Cette prise de position a poussé les salariés de Zuckerberg à s'interroger sur leur mission. Gizmodo explique que dans un sondage visant à sélectionner les questions à poser aux patrons, les employés du réseau social ont notamment demandé: «Facebook doit-il contribuer à bloquer l'accès de la Maison-Blanche à Trump?» Techniquement parlant, Facebook aurait les moyens de le faire, à coups d'algorithmes bien placés. En gros, il suffirait au réseau social de bloquer les publications favorables au candidat républicain tout en mettant en avant celles qui soutiennent ses adversaires. Ce faisant, Facebook, qui compte plus d'un milliard d'utilisateurs, n'enfreindrait pas la loi américaine.

Pouvoirs des réseaux sociaux

«Le premier amendement s'applique aussi bien au New York Times qu'à Facebook. S'ils le désirent, ils peuvent librement bloquer les messages d'un candidat», explique Eugene Volokh, professeur de droit à l'UCLA. Mais cette démarche semble poser des problèmes d'ordre éthique à Mark Zuckerberg, attaché aux valeurs démocratiques. Le créateur de Facebook estime en effet que le réseau social ne doit pas influencer le vote des Américains, sous-entendant ainsi qu'il aurait le pouvoir de le faire.

Cette éventualité semble cependant ne pas inquiéter Donald Trump, relève le Huffington Post. «Je pense que Facebook est bon et je ne peux pas imaginer qu'ils fassent quoi que ce soit. Je suis l'une de leur superstars», a-t-il déclaré samedi dans l'émission «Fox and Friends».

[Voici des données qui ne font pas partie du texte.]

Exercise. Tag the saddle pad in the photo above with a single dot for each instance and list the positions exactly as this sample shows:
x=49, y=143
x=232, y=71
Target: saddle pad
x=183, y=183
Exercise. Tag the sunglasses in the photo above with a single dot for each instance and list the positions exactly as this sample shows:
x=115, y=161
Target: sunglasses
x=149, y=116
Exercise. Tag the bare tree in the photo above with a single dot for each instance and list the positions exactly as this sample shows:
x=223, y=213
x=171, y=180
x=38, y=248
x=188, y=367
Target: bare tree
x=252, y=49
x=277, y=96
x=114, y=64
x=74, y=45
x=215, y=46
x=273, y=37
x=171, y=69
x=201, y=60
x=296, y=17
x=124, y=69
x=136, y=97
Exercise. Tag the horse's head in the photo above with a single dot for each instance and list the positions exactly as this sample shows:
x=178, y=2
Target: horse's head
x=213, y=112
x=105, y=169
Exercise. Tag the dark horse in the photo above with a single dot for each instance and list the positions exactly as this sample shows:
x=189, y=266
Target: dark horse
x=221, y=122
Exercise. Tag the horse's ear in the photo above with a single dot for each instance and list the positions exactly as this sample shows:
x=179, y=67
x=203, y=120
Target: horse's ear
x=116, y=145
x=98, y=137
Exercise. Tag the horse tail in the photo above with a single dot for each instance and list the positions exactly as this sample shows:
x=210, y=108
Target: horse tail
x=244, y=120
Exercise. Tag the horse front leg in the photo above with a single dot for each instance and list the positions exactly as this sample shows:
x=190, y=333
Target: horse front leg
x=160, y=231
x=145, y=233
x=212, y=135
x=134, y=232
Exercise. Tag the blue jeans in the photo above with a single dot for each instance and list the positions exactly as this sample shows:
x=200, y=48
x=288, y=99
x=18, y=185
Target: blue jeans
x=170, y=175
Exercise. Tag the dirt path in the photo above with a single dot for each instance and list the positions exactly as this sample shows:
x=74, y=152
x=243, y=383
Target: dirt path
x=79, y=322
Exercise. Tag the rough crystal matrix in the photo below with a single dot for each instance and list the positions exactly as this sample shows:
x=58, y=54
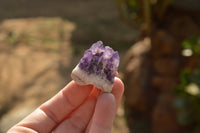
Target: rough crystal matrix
x=98, y=67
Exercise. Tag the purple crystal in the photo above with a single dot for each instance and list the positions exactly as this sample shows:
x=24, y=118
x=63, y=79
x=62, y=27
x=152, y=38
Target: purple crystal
x=100, y=60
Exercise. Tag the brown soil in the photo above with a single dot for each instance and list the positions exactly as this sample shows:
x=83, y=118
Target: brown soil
x=41, y=42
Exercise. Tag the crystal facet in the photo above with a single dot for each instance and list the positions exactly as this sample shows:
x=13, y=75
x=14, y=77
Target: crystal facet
x=98, y=67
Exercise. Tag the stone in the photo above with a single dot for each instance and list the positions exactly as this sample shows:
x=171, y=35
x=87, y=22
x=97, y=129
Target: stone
x=98, y=67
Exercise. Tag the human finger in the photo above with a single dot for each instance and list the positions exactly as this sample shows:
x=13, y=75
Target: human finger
x=104, y=114
x=52, y=112
x=79, y=119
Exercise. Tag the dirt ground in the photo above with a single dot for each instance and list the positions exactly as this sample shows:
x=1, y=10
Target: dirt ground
x=41, y=42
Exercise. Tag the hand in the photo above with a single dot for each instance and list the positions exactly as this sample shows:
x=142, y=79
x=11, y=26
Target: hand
x=75, y=109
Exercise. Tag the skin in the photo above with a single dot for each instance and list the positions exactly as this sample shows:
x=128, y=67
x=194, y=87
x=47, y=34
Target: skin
x=75, y=109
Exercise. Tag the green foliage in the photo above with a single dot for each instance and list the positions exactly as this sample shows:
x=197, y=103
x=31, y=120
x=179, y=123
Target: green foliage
x=187, y=102
x=192, y=43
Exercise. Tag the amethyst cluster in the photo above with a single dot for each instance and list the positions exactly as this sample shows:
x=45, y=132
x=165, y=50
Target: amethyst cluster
x=98, y=66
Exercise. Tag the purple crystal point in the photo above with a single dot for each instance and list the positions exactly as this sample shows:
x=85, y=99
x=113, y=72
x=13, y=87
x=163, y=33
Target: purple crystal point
x=98, y=66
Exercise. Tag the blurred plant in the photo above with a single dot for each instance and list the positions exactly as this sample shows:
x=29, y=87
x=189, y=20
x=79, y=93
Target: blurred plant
x=142, y=11
x=187, y=102
x=191, y=46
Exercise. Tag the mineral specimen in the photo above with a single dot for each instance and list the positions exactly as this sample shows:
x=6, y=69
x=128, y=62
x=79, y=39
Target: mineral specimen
x=98, y=67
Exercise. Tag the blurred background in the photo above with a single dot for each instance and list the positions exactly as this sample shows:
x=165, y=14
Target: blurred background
x=158, y=42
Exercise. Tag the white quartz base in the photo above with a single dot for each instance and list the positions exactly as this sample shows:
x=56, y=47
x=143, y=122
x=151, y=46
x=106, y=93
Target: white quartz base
x=82, y=78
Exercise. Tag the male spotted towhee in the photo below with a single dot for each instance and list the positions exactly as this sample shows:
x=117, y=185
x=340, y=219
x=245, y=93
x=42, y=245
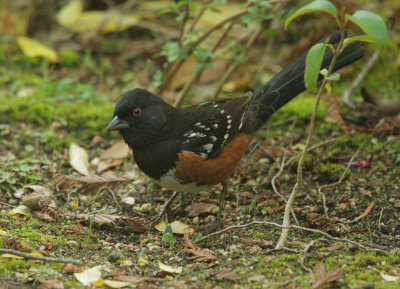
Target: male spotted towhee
x=190, y=149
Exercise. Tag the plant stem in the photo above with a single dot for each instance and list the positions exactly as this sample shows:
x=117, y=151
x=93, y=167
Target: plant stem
x=299, y=181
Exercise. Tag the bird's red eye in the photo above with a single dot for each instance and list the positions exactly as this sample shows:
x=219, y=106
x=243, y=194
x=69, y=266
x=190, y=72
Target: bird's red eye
x=137, y=111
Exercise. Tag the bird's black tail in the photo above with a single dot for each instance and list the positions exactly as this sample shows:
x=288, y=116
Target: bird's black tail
x=288, y=83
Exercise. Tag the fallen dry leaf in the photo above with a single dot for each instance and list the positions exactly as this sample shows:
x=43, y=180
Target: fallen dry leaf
x=135, y=279
x=20, y=211
x=321, y=279
x=51, y=284
x=120, y=150
x=36, y=199
x=71, y=268
x=197, y=209
x=89, y=276
x=33, y=48
x=366, y=212
x=117, y=284
x=389, y=278
x=199, y=254
x=90, y=183
x=226, y=274
x=169, y=269
x=176, y=226
x=79, y=159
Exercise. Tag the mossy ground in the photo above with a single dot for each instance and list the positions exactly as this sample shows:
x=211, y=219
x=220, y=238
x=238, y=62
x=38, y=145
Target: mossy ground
x=44, y=108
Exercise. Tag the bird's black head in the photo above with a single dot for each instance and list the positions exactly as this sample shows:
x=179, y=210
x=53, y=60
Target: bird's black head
x=140, y=117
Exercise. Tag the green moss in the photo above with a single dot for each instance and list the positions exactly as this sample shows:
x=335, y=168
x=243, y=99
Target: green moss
x=330, y=170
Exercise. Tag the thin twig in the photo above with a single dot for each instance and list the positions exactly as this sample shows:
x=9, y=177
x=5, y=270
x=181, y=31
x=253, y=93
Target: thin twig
x=367, y=248
x=304, y=257
x=172, y=68
x=39, y=258
x=335, y=184
x=235, y=64
x=282, y=166
x=105, y=188
x=360, y=77
x=196, y=75
x=196, y=19
x=299, y=182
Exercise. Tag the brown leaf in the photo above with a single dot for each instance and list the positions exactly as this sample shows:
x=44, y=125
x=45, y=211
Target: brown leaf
x=135, y=279
x=321, y=279
x=71, y=268
x=90, y=183
x=51, y=284
x=199, y=254
x=120, y=150
x=14, y=243
x=37, y=197
x=199, y=208
x=259, y=243
x=366, y=212
x=226, y=274
x=316, y=220
x=76, y=229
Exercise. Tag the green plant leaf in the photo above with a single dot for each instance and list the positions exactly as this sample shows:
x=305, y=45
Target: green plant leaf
x=315, y=6
x=334, y=77
x=372, y=24
x=363, y=38
x=313, y=65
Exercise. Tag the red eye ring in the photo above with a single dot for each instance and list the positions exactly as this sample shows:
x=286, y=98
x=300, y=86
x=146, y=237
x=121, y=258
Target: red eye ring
x=137, y=111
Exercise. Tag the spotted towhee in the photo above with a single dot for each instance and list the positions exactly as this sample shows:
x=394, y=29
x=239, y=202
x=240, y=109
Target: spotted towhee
x=193, y=148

Le pouvoir des réseaux sociaux n'est cependant plus à démontrer. En 2010, Facebook avait légèrement fait remonter la participation aux élections grâce au bouton «A voté». Chaque internaute qui annonçait s'être rendu aux urnes influençait alors six de ses contacts à en faire de même. Lorsque l'on sait qu'en 2000, Georges W. Bush est devenu président des États-Unis avec 534 votes de plus qu'Al Gore en Floride, on peut facilement imaginer ce que le pouvoir des réseaux sociaux aurait pu changer.